Retirees Content with Adviser Relationships

The good news is that retirees appear to be quite content with their existing adviser relationships — all the more reason for advisers to establish those connections prior to retirement, according to a new report.

The good news is that retirees appear to be quite content with their existing adviser relationships – all the more reason for advisers to establish those connections prior to retirement, according to a new report.

“Financial advisers targeting retirees for new relationships face a nearly insurmountable challenge,” says “Converting Retirement Income Planning Into Practice: Fulfilling the Needs of Current and Future Retirees,” a survey conducted by the Financial Research Corporation and Synovate’s Financial Services Practice of 600 retiree households in which the couple or individual had been retired from a primary career for three years or more and had at least $100,000 of investable assets

The survey reported that almost 90% of retirees surveyed are either “very satisfied” or “somewhat satisfied” with their current adviser relationships. Further, retirees appear to be firmly entrenched in relationships with their primary financial advisers: 57% said their relationships have been in place for ten years or more, 22% indicated they have had relationships lasting five to ten years and only 11% were in relationships with their advisers for less than three years. Additionally, FRC reported that 25% of retirees had consolidated their investment accounts, effectively firing at least one provider. This resulted in those surveyed having an average of 1.2 adviser relationships per household, a number that increased with household wealth.

Relation-slips?

 

This is good news for Fidelity, Bank of America, Merrill Lynch, Vanguard, and Charles Schwab, who were the leaders in terms of total retiree relationships. However, when it comes to customer loyalty, retiree respondents ranked A.G. Edwards, Morgan Stanley, Wachovia, UBS, Smith Barney, Ameriprise, Edward Jones, Merrill Lynch, Fidelity and Schwab 1 – 10 in customer loyalty, respectively, demonstrating an affinity for full-service broker-dealers.

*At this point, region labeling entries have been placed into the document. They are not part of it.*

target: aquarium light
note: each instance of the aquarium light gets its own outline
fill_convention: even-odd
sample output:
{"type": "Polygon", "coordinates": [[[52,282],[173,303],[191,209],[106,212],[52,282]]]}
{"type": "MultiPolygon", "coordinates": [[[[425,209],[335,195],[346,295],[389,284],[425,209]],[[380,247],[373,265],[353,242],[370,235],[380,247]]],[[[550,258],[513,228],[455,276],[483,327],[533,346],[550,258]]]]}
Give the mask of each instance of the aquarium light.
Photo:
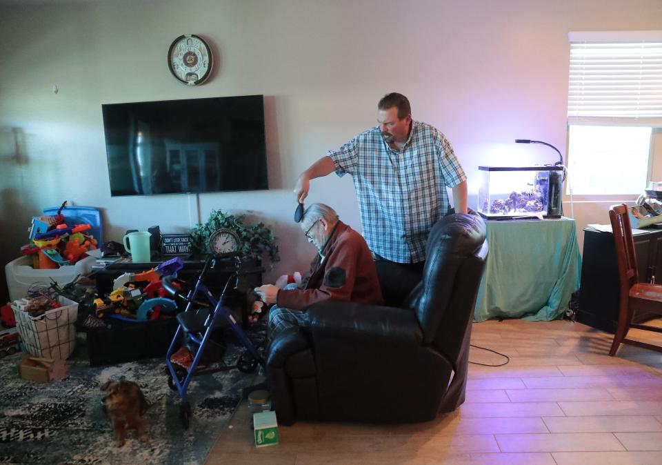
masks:
{"type": "Polygon", "coordinates": [[[552,146],[551,144],[548,144],[547,142],[543,142],[542,141],[532,141],[530,139],[516,139],[515,142],[517,144],[542,144],[543,146],[547,146],[548,147],[551,147],[556,151],[556,153],[559,154],[559,161],[556,161],[554,165],[561,165],[563,164],[563,156],[561,155],[561,152],[559,151],[559,149],[552,146]]]}

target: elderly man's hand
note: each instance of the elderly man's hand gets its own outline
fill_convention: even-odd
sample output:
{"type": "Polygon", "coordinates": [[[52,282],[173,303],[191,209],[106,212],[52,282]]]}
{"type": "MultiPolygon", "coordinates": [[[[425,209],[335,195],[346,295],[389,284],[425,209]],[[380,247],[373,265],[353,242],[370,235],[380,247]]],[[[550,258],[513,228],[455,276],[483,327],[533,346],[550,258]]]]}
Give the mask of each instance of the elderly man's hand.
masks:
{"type": "Polygon", "coordinates": [[[275,304],[276,297],[278,296],[278,288],[273,284],[265,284],[259,288],[255,288],[253,290],[260,296],[265,304],[275,304]]]}

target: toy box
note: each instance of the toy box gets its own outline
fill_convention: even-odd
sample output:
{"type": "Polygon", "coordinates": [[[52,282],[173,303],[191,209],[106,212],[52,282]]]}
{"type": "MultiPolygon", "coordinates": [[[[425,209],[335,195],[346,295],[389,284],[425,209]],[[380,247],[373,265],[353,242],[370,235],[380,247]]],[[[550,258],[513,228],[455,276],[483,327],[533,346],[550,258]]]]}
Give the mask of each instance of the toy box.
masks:
{"type": "Polygon", "coordinates": [[[276,413],[260,412],[253,414],[255,447],[274,446],[278,444],[278,422],[276,413]]]}
{"type": "Polygon", "coordinates": [[[66,376],[67,364],[64,360],[40,358],[26,355],[18,364],[19,376],[36,383],[48,383],[66,376]]]}
{"type": "Polygon", "coordinates": [[[134,323],[118,321],[111,328],[88,328],[90,366],[165,357],[178,326],[173,317],[134,323]]]}
{"type": "Polygon", "coordinates": [[[24,352],[36,357],[63,359],[74,351],[78,303],[61,295],[57,301],[61,306],[39,317],[32,317],[12,305],[24,352]]]}

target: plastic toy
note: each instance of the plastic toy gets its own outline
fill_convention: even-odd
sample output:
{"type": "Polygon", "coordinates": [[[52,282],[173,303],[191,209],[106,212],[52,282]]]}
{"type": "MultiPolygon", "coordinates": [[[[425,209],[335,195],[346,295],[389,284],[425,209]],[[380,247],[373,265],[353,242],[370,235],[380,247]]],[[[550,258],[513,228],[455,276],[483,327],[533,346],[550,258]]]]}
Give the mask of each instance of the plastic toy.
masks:
{"type": "Polygon", "coordinates": [[[62,255],[60,255],[60,253],[57,251],[57,249],[44,248],[41,250],[41,252],[60,266],[69,264],[69,260],[66,260],[62,255]]]}
{"type": "Polygon", "coordinates": [[[115,278],[115,280],[112,281],[112,288],[118,289],[128,283],[141,282],[142,281],[149,281],[150,283],[157,282],[161,281],[161,274],[156,271],[154,268],[139,273],[124,273],[115,278]]]}
{"type": "Polygon", "coordinates": [[[0,307],[0,318],[2,320],[2,326],[6,328],[13,328],[16,326],[14,310],[12,310],[12,306],[9,304],[0,307]]]}
{"type": "Polygon", "coordinates": [[[279,276],[276,282],[274,283],[274,285],[279,289],[282,289],[288,284],[291,284],[292,283],[297,283],[297,284],[301,284],[303,277],[301,273],[298,271],[295,271],[292,275],[283,275],[279,276]]]}
{"type": "Polygon", "coordinates": [[[0,358],[13,355],[19,350],[19,332],[16,328],[0,331],[0,358]]]}
{"type": "MultiPolygon", "coordinates": [[[[52,239],[53,237],[59,237],[60,236],[63,236],[66,234],[72,234],[74,232],[80,232],[81,231],[86,231],[92,228],[92,225],[83,223],[83,224],[77,224],[73,226],[66,226],[66,225],[58,225],[55,229],[52,229],[50,231],[46,232],[42,232],[41,234],[34,235],[34,239],[38,240],[43,240],[45,239],[52,239]],[[63,228],[61,227],[64,226],[63,228]]],[[[36,243],[36,241],[35,241],[36,243]]]]}

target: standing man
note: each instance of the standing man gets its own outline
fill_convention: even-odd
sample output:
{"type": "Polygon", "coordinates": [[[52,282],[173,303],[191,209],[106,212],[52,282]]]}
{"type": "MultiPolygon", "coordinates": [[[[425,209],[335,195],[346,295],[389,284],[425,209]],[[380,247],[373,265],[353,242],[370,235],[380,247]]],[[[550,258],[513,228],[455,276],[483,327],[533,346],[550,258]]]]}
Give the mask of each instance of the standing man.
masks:
{"type": "Polygon", "coordinates": [[[413,273],[411,283],[403,284],[409,287],[420,279],[430,230],[450,211],[447,186],[452,188],[455,211],[467,212],[466,176],[443,135],[412,119],[404,95],[388,94],[377,110],[379,124],[330,150],[301,173],[294,195],[303,203],[310,179],[334,171],[351,175],[363,235],[378,273],[382,275],[387,268],[413,273]]]}

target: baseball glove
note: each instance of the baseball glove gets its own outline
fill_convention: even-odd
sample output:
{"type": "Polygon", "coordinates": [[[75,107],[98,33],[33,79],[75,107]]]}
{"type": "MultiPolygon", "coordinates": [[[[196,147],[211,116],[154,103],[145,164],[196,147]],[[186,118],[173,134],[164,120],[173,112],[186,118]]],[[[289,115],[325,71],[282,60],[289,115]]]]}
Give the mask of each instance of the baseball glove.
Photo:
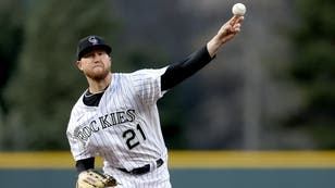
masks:
{"type": "Polygon", "coordinates": [[[95,170],[82,172],[78,175],[76,184],[76,188],[104,188],[115,186],[117,186],[117,181],[114,177],[95,170]]]}

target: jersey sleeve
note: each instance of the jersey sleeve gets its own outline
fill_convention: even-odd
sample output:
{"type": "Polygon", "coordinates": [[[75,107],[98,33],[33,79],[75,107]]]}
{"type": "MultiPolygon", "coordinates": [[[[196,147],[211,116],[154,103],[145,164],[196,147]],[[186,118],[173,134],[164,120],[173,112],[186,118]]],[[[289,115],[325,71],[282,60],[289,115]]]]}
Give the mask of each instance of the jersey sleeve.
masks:
{"type": "Polygon", "coordinates": [[[132,74],[135,91],[145,103],[154,103],[166,92],[161,90],[161,75],[166,68],[140,70],[132,74]]]}
{"type": "Polygon", "coordinates": [[[70,143],[71,153],[75,161],[94,158],[95,152],[92,152],[92,150],[89,150],[86,142],[82,141],[78,138],[76,128],[74,128],[77,127],[75,126],[76,121],[74,121],[74,118],[75,114],[72,113],[66,130],[66,137],[70,143]]]}

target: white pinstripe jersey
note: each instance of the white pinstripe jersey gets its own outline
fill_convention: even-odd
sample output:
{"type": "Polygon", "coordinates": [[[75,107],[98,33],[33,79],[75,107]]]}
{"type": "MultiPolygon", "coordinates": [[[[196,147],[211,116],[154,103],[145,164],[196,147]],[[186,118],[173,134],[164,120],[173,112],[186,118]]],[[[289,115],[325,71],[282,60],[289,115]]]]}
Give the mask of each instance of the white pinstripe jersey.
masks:
{"type": "Polygon", "coordinates": [[[66,136],[75,161],[99,154],[104,171],[133,170],[157,159],[167,160],[157,101],[166,67],[113,73],[98,106],[87,106],[84,95],[74,105],[66,136]]]}

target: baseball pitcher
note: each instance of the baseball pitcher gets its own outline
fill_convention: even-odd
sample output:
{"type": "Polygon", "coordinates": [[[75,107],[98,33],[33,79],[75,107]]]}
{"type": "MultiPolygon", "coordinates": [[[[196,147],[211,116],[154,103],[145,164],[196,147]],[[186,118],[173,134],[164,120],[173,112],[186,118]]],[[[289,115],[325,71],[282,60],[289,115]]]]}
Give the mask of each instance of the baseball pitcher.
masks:
{"type": "Polygon", "coordinates": [[[77,188],[170,188],[167,150],[157,101],[207,65],[240,32],[233,16],[186,59],[158,70],[111,73],[112,48],[99,36],[78,41],[77,67],[88,88],[72,109],[66,136],[76,161],[77,188]],[[103,159],[102,172],[95,158],[103,159]]]}

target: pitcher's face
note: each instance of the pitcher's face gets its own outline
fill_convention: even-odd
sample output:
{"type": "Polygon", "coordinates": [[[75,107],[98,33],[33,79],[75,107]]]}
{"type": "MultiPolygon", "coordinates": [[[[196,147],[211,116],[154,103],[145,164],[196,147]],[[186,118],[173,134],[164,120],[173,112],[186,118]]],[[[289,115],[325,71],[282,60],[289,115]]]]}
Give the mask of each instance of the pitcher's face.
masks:
{"type": "Polygon", "coordinates": [[[79,61],[77,66],[83,73],[95,80],[107,77],[111,71],[112,60],[104,50],[96,49],[86,53],[79,61]]]}

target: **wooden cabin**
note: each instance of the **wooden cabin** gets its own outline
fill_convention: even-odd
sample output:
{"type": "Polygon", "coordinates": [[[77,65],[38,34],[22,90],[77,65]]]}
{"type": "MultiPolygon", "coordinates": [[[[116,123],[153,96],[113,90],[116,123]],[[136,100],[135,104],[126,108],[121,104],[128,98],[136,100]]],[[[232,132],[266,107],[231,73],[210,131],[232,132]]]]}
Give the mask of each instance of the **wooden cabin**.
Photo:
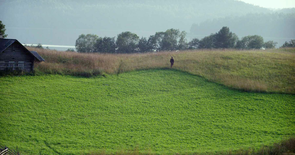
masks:
{"type": "Polygon", "coordinates": [[[35,51],[30,51],[16,39],[0,38],[0,71],[19,70],[29,72],[34,63],[45,60],[35,51]]]}

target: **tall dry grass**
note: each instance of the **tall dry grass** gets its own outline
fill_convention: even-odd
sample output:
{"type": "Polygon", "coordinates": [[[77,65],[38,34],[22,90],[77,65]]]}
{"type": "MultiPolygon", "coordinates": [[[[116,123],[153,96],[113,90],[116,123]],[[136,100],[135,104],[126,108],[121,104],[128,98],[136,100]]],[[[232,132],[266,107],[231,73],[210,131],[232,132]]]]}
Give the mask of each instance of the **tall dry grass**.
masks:
{"type": "Polygon", "coordinates": [[[196,50],[126,54],[81,53],[28,47],[45,60],[37,72],[90,76],[173,68],[247,91],[295,94],[295,49],[196,50]]]}
{"type": "MultiPolygon", "coordinates": [[[[158,154],[148,150],[141,152],[138,149],[133,150],[119,150],[113,153],[107,153],[105,151],[93,151],[86,155],[151,155],[158,154]]],[[[295,138],[292,137],[282,140],[272,145],[262,145],[258,149],[249,148],[233,150],[217,151],[204,152],[175,153],[173,155],[294,155],[295,154],[295,138]]]]}

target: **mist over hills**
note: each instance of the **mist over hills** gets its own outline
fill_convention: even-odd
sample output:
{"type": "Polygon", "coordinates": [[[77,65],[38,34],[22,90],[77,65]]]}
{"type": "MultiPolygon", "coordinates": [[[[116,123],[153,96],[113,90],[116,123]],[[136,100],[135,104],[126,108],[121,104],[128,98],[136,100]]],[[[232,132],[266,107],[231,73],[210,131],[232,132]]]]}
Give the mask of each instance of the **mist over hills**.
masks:
{"type": "Polygon", "coordinates": [[[240,38],[259,35],[263,37],[265,41],[278,42],[280,46],[287,40],[295,38],[295,13],[250,13],[208,20],[193,24],[190,31],[191,37],[201,38],[226,26],[240,38]]]}
{"type": "Polygon", "coordinates": [[[0,20],[6,26],[8,38],[22,43],[71,45],[82,33],[114,36],[129,31],[148,37],[171,28],[189,33],[193,24],[214,19],[294,12],[234,0],[4,0],[1,3],[0,20]]]}

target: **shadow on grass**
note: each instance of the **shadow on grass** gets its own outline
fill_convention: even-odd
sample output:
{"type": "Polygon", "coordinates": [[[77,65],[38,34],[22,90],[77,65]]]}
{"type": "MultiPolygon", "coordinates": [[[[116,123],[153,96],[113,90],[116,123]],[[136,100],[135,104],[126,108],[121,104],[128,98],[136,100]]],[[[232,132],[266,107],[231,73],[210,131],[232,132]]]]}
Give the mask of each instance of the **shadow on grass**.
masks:
{"type": "MultiPolygon", "coordinates": [[[[227,151],[196,152],[192,153],[171,153],[173,155],[294,155],[295,138],[282,140],[271,146],[263,145],[258,149],[250,148],[227,151]]],[[[105,151],[93,151],[84,155],[152,155],[160,154],[158,153],[141,153],[137,149],[132,151],[120,150],[114,153],[107,153],[105,151]]]]}

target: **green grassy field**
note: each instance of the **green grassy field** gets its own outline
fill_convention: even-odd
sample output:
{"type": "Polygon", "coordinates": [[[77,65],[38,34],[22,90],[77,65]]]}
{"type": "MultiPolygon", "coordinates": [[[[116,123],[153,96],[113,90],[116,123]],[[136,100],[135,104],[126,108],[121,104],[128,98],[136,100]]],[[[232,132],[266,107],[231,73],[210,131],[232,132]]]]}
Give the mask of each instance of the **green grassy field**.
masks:
{"type": "Polygon", "coordinates": [[[212,152],[295,135],[295,96],[233,90],[175,70],[0,81],[0,145],[23,154],[212,152]]]}

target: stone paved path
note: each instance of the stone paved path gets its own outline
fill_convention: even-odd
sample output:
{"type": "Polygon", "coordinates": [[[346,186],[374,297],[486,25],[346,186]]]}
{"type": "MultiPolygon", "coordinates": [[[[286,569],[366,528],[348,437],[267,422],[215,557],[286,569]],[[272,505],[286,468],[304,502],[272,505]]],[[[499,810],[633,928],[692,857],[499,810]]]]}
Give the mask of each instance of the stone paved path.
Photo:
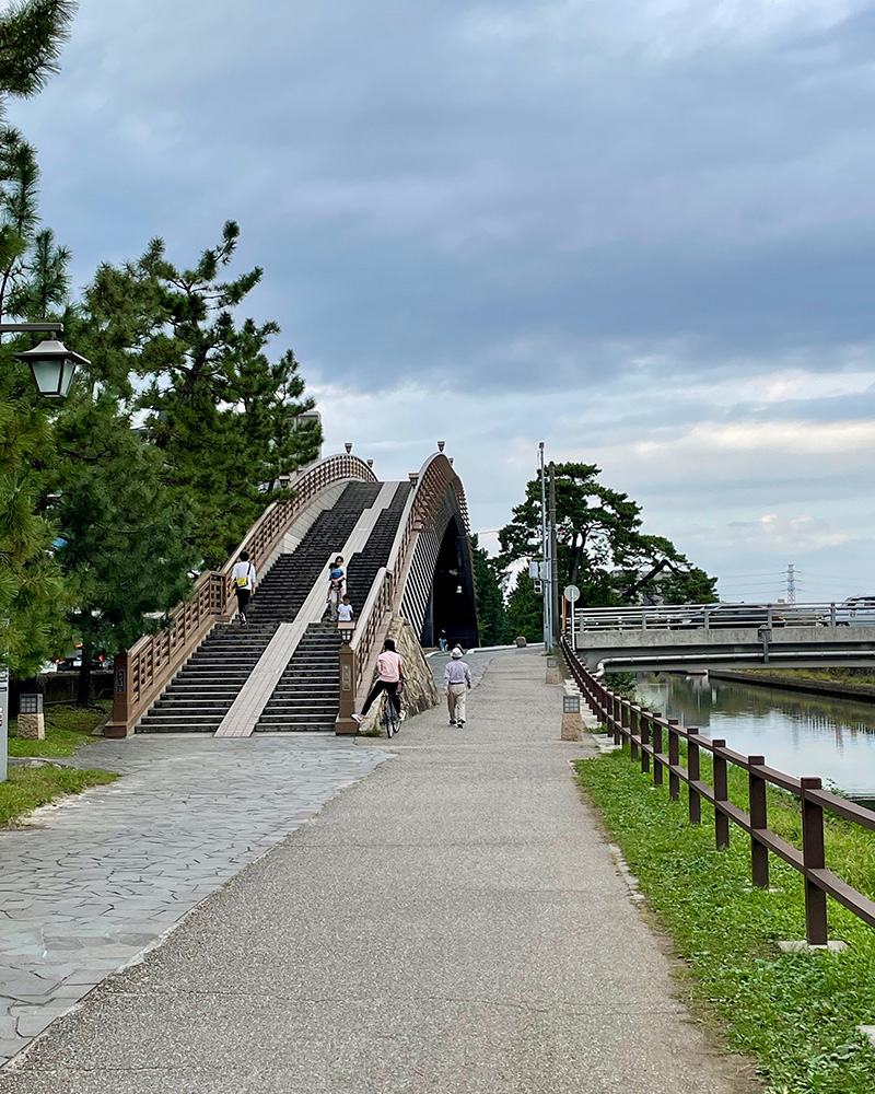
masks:
{"type": "Polygon", "coordinates": [[[544,673],[497,657],[464,729],[441,708],[369,742],[392,763],[98,985],[0,1094],[748,1090],[677,999],[544,673]]]}
{"type": "Polygon", "coordinates": [[[335,737],[138,735],[126,778],[0,833],[0,1066],[385,753],[335,737]]]}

FRC reported that only one in five retirees considers a single firm to be their primary provider for both banking and investment services and of those who reported using a single firm, most used banks, followed closely by wirehouse broker-dealers. Despite the prevalence of advisers among this group, retirees are only generating about a third of their income from investments, the report said. As a result of the income levels of those in this survey (23% had between $250,000 and $500,000 and 31% reported wealth of between $1 million and $2 million), only one-quarter of their income was coming from Social Security, FRC reported.

A minority of retirees have created formal, written retirement income plans, but many have sought retirement income advice, often informally. Retirees are turning to their advisers most frequently for guidance choosing appropriate investments, while also asking for help with estate planning and taxes. Overall, 50% of retirees have sought some advice on retirement income planning. The most common action resulting from retirement income planning is to change the investment mix, cited by 50% of surveyed retirees.

Tasks of lesser importance include determining how to make withdrawals from multiple investments or determining the income that can be safely withdrawn, which FRC attributes to a lack of recognition of these things as needs in a retirement income strategy. A scant 6% of those surveyed asked their advisers for help in budgeting expenses and income; the report says that retirees generally have a clear picture of their expenses in three categories: necessities, luxuries and an in-between segment of “lifestyle enhancers.”